Pandas is a popular library for efficiently wrangling data. Pandas is particularly optimized to work with two-dimensional tabular data that is organized in rows and columns. In this lesson, you will learn how to import tabular data as a Pandas DataFrame object, how to access and manipulate the data in DataFrame objects, and how to export DataFrames to some common file formats. 

For more information on Pandas, refer to https://pandas.pydata.org/pandas-docs/stable/ .

## Objectives
You will be able to:
- Import data from csv files and Excel files
- Understand and explain key arguments for imports
- Save information to csv and Excel files
- Access data within a Pandas DataFrame (print() and .head())

## Loading Pandas
![pleasedont](https://media.giphy.com/media/5zjdLoaVHKHuhQdtRF/giphy.gif)

When importing Pandas, it is standard to import it under the alias `pd`

In [1]:
import pandas as pd  # pd is an alias

## Importing Data

There are a few main functions for importing data into a Pandas DataFrame including:

* `pd.read_csv()`
* `pd.read_excel()`
* `pd.read_json()`
* `pd.DataFrame.from_dict()`

Most of these methods are fairly straightforward; you use `read_csv()` for csv files, `read_excel()` for excel files (both new and old `.xlx` and `.xlsx` formats), and `read_json()` for json files.

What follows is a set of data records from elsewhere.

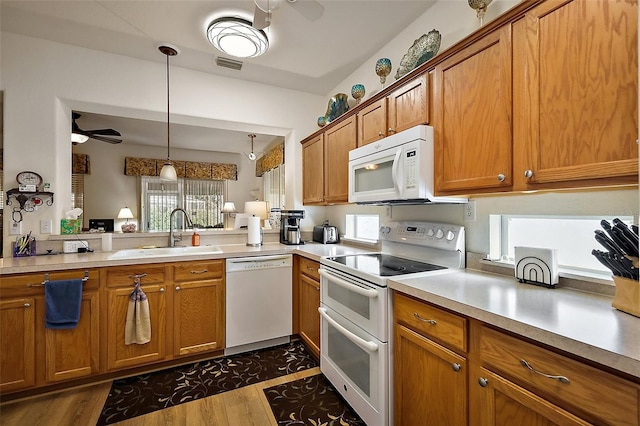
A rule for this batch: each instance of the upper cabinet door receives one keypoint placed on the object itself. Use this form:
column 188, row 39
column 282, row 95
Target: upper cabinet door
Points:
column 576, row 110
column 472, row 117
column 372, row 122
column 338, row 142
column 409, row 105
column 313, row 171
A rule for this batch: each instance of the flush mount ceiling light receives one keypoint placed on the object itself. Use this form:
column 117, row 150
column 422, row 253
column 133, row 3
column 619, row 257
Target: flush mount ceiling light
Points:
column 237, row 37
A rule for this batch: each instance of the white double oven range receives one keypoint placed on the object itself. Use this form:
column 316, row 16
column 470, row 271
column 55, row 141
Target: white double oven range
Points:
column 356, row 309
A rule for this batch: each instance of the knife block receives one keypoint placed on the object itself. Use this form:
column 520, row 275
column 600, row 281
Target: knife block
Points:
column 627, row 298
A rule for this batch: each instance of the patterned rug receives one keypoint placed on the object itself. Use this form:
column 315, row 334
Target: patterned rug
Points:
column 138, row 395
column 310, row 401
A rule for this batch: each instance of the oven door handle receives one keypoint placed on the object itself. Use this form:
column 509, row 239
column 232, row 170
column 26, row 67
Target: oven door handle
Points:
column 364, row 344
column 370, row 293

That said, there are a few nuances you should know about. The first is that the `read_csv()` format can be used for any plain-text delimited file. This may include (but is not limited to) pipe (|) delimited files (`.psv`) and tab separated files (`.tsv`).

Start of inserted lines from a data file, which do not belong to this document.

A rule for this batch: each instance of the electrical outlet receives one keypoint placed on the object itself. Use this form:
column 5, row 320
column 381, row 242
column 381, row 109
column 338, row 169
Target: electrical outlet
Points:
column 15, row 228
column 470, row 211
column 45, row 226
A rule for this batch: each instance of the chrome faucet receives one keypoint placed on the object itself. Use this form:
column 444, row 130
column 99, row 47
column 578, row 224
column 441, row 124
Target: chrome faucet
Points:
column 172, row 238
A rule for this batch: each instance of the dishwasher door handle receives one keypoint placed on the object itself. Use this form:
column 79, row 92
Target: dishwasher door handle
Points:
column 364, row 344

Let's look at an example by investigating a file, `'bp.txt'`, stored in the `Data` folder.

In [2]:
data = pd.read_csv("../data/bp.txt")
data.head()

Unnamed: 0,Pt\tBP\tAge\tWeight\tBSA\tDur\tPulse\tStress
0,1\t105\t47\t85.4\t1.75\t5.1\t63\t33
1,2\t115\t49\t94.2\t2.10\t3.8\t70\t14
2,3\t116\t49\t95.3\t1.98\t8.2\t72\t10
3,4\t117\t50\t94.7\t2.01\t5.8\t73\t99
4,5\t112\t51\t89.4\t1.89\t7.0\t72\t95


In [3]:
data = pd.read_csv("../data/bp.txt" , delimiter="\t")
data.head()

Unnamed: 0,Pt,BP,Age,Weight,BSA,Dur,Pulse,Stress
0,1,105,47,85.4,1.75,5.1,63,33
1,2,115,49,94.2,2.1,3.8,70,14
2,3,116,49,95.3,1.98,8.2,72,10
3,4,117,50,94.7,2.01,5.8,73,99
4,5,112,51,89.4,1.89,7.0,72,95


+ We've now loaded the data from a file into a DataFrame. To investigate the DataFrame, we can use a method called `.head(n)` or `.tail(n)`, which will respectively return first and last __n__ items in the DataFrame.

In [6]:
data.head(3)

Unnamed: 0,Pt,BP,Age,Weight,BSA,Dur,Pulse,Stress
0,1,105,47,85.4,1.75,5.1,63,33
1,2,115,49,94.2,2.1,3.8,70,14
2,3,116,49,95.3,1.98,8.2,72,10


In [7]:
data.tail(2)

Unnamed: 0,Pt,BP,Age,Weight,BSA,Dur,Pulse,Stress
18,19,110,48,90.5,1.88,9.0,71,99
19,20,122,56,95.7,2.09,7.0,75,99


This example shows that the data was tab delimited (`\t`), so an appropriate file extension could have also been `.tsv`. Once we've loaded the dataset, we can export it to any format we would like with the related methods:

* `df.to_csv()`
* `df.to_excel()`
* `df.to_json()`
* `df.to_dict()`

There are also several other options available, but these are the most common.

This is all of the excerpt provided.